Now that you can identify premises
and conclusions, how are they structured into arguments?
Deductive and Inductive Arguments
Deductive arguments are arguments that show a tight
connection between the premises and the conclusions. There is
no possible way the conclusion could fail to be true if the premises
are true. (That is not to say, of course, that the premises are
true.) Arguments in mathematics and in pure logic are often of
this sort: "If no one watered my plants during my vacation,
they will all die. No one watered my plants during my vacation.

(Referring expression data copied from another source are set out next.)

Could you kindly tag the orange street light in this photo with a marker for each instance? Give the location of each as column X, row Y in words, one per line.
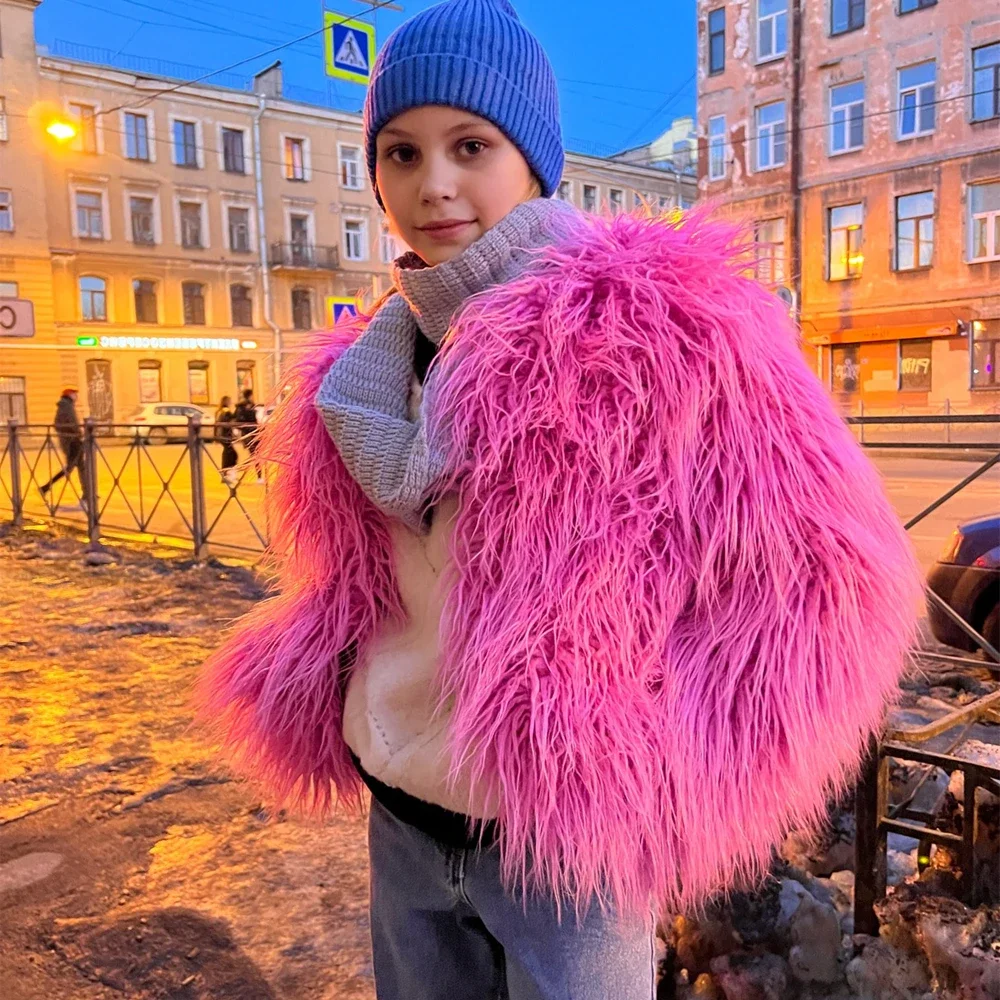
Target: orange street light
column 60, row 130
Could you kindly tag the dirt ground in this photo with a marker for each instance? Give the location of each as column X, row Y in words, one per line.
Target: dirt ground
column 131, row 865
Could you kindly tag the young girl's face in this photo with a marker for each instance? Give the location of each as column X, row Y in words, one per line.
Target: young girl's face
column 447, row 176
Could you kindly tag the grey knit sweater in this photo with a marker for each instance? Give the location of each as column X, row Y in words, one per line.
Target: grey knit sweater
column 365, row 396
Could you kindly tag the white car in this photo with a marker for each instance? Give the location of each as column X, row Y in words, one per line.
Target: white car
column 158, row 423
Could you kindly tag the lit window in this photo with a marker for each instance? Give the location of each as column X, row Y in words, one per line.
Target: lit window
column 847, row 117
column 846, row 232
column 93, row 299
column 717, row 148
column 772, row 28
column 917, row 85
column 914, row 230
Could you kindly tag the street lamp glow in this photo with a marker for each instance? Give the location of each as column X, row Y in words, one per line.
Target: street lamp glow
column 60, row 130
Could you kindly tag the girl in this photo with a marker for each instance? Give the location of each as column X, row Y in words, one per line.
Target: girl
column 580, row 573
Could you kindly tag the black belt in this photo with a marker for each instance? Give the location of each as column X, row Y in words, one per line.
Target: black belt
column 455, row 830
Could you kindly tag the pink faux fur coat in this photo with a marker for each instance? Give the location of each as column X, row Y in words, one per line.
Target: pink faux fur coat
column 681, row 600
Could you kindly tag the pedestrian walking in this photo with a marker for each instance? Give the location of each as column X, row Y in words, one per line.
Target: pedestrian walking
column 581, row 575
column 225, row 434
column 70, row 434
column 245, row 418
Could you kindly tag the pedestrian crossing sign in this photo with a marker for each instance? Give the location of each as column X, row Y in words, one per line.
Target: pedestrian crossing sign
column 350, row 48
column 340, row 308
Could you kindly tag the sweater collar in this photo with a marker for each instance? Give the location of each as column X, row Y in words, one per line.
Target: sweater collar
column 435, row 294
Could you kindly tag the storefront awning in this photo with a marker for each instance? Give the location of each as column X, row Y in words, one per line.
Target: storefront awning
column 858, row 329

Therefore, my plants have all died." The premises of that
argument might possibly be false. But, if they are both true,
then there is no way the conclusion can be false.
There
are other arguments with a looser connection. If the premises
are true, then the conclusion is likely to be true also; it
would be surprising if the conclusion were false; we have
good reason to think that the conclusion is true, and so
on. These are the inductive arguments.
The AIDS argument above is inductive. The conclusion of the argument
is that it seems probable that in some way the disease
has been successfully stalled.
In
both sorts of arguments, the premises support the conclusion
if those premises are true. But if they are false, they
provide no such support. Discovering that a premise is false,
then, undercuts the force of both deductive and inductive arguments.
Because
inductive arguments are not conclusive, they may be weakened
(perhaps rejected entirely) even if we continue to recognize
that their premises are perfectly true. If, for example, researchers
were to identify a virus very similar to the AIDS virus, and
if they discovered that the incubation period for this virus
in chimpanzees often exceeded fifteen years, that discovery would
seriously weaken the argument in the example. But it would not
show that any of the premises of the original argument were false.
It would not show that some people have not survived, and in
good health, for twelve years after having been infected. It
weakens the argument by introducing another possibility, that
the AIDS virus may have a longer incubation period than previously
thought plausible.
Inductive
arguments can also be strengthened by the introduction of new
data. If it were discovered that there is a similar virus which
infects chimpanzees, and for which many chimpanzees develop a
resistance which enables them to live out a normal life span
in good health, that would further bolster the conclusion that
perhaps some humans can make a similar defense against AIDS.